Visualization Experience

On the CD-ROM, you will find a demo named Cannon Physics . Here's a brief description from the programmers, Michael Fawcett and Mike Wigand:

The Cannonball program is meant to look and feel a little like a Tank Wars or Scorched Earth clone, because we felt that many people would be familiar with the simple interface, and it lent itself to simple projectile physics nicely . The framework is kept to a minimum so that you can concentrate on the physics code rather than getting lost in files of collision code, Win32 code, image loaders, and so on .

Run the demo by double-clicking Cannon Physics.exe. You see a black background with two small cannons at the bottom of the screen and a bunch of information at the top of the screen. Basically, two cannons shoot back and forth at each other. Above each cannon, certain variables are tracked. In the middle are the instructions so that you don't need to memorize the hot keys.

Start by experimenting with player 1 (on the left). Use the right arrow to change the angle to 60 °, use the up arrow to change the force to 50N, and leave the mass at 1kg. Press the spacebar to launch the cannonball. You see the numbers above start to change, and the projectile path is a white dotted line. When the cannonball finally comes to rest, a Settings window pops up. You'll change those settings later, so just click OK for now. On the top-left side of the screen you see that the initial velocity is 10m/s. Chapter 12, "Energy," addresses how to calculate that value, so for now just let the program calculate it for you. This tells you that the initial velocity when the cannonball is shot is 10m/s @ 60 °.

Now it's player 2's turn to shoot back. Use the left arrow to change the angle to 120 °, use the up arrow to change the force to 50N, and leave the mass at 1kg. These are essentially the same settings that player 1 had, but this time you're shooting toward the left. This means that the initial velocity is 10m/s @ 120 °. Calculate what the maximum height of the cannonball should be on paper before you press the spacebar. Your calculations should look similar to this:

On the vertical side, you can use equation 5 to calculate the height:

(0m/s) ² = (8.660) ² + 2( “9.8m/s ² ) D y

D y = 3.8263

Be careful; it's tempting to stop here. Keep in mind that you just calculated D y , which is the change in y . Did the cannonball leave from the ground? No, it was shot from the top of the cannon.
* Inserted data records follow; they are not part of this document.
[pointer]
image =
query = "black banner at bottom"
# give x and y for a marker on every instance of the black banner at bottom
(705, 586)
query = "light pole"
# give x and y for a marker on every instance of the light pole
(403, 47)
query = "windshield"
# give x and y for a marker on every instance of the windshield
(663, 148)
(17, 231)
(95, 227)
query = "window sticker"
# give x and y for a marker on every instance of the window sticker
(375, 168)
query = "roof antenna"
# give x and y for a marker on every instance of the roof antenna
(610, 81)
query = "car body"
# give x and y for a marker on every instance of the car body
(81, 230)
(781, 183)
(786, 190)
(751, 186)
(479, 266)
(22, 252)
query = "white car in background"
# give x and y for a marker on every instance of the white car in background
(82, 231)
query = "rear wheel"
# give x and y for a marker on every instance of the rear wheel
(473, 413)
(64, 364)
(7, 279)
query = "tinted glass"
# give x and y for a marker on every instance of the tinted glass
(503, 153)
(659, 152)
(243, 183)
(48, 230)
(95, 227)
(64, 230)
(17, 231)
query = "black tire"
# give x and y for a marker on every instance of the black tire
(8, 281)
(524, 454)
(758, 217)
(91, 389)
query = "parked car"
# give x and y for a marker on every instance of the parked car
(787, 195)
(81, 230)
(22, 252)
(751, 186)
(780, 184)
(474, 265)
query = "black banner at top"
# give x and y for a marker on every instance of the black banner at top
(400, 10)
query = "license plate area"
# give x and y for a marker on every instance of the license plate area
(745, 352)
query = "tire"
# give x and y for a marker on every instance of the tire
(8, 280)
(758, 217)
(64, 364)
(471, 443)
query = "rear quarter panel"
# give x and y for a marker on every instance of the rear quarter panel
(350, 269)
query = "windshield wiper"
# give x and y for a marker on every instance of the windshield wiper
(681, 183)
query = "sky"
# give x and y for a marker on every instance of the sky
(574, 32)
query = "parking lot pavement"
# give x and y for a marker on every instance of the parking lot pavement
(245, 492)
If you look at the top of the screen, you see that the initial height (labeled Launch Pos_ y ) is 2.87m above the ground, so you need to add that to the change in y . Therefore, the maximum height should be 6.69m.

Press the spacebar and see what happens. The maximum height is reported at the top of the screen. Is it the same height you calculated? It should be. You might want to retry this process with a different angle and/or a different force for extra practice.

Notice that the Settings window appears at the completion of the launch. This time, put up a wall. In the Settings window, check the box next to Wall, and input the following three values for the wall:

Left: 5 m

Width: 1 m

Height: 20 m

Before launching player 1 again, calculate by hand how high the cannonball will be when it hits the wall. If you use the same settings as before (60 °, 50N, 1kg), the magnitude of the initial velocity should still be 10m/s. If the wall is at the 5m mark (3m away from the cannon), how high ( D y ) will the cannonball be after traveling 3m horizontally ( D x )? Again, don't forget to add the cannon's height.

After you calculate the answer, get ready to press the spacebar. Also get ready to press the P key quickly so that you can pause the motion and read the current height. Press the spacebar, and then try to pause the cannonball just as it hits the wall. What is its current height? Were you close?

When the Settings window appears, you can either leave the wall there or uncheck the box next to the wall to remove it. Now it's player 2's turn. Leave the cannon at 120 ° and the mass at 1kg, but use the up arrow to change the force to 200N. When you press the spacebar, the cannonball launches, and you can see at the top of the screen that this time the initial velocity is 20m/s.

The Settings window appears again. Create a new wall with the following dimensions:

Left: 25 m

Width: 1 m

Height: 15 m

Now it's player 1's turn. Let's keep the angle at 60 ° and the mass at 1kg. Use the up arrow to increase the force to 200N. Just like last time, the initial velocity should have a magnitude of 20m/s. With these settings, will the cannonball make it over the wall 23 meters away? Try to calculate the answer on paper first. Then press the spacebar to see if you are correct. The cannonball should clear!

What about the other side? Leave the wall exactly where it is. Make sure player 2 has an angle of 120 °, a force of 200N, and a mass of 1kg. This should give you an initial velocity of 20m/s. If the wall is 23 meters away from the cannon, will the cannonball clear the wall again? Try calculating an answer on paper first. Then press the spacebar to see if you are correct. The cannonball should clear again!

Here's a final challenge. With a force of 250N and a mass of 1kg, what angle allows you to hit the other cannon, which is approximately 46 meters away? See if you can figure it out on paper, and then use the program to see if you're correct!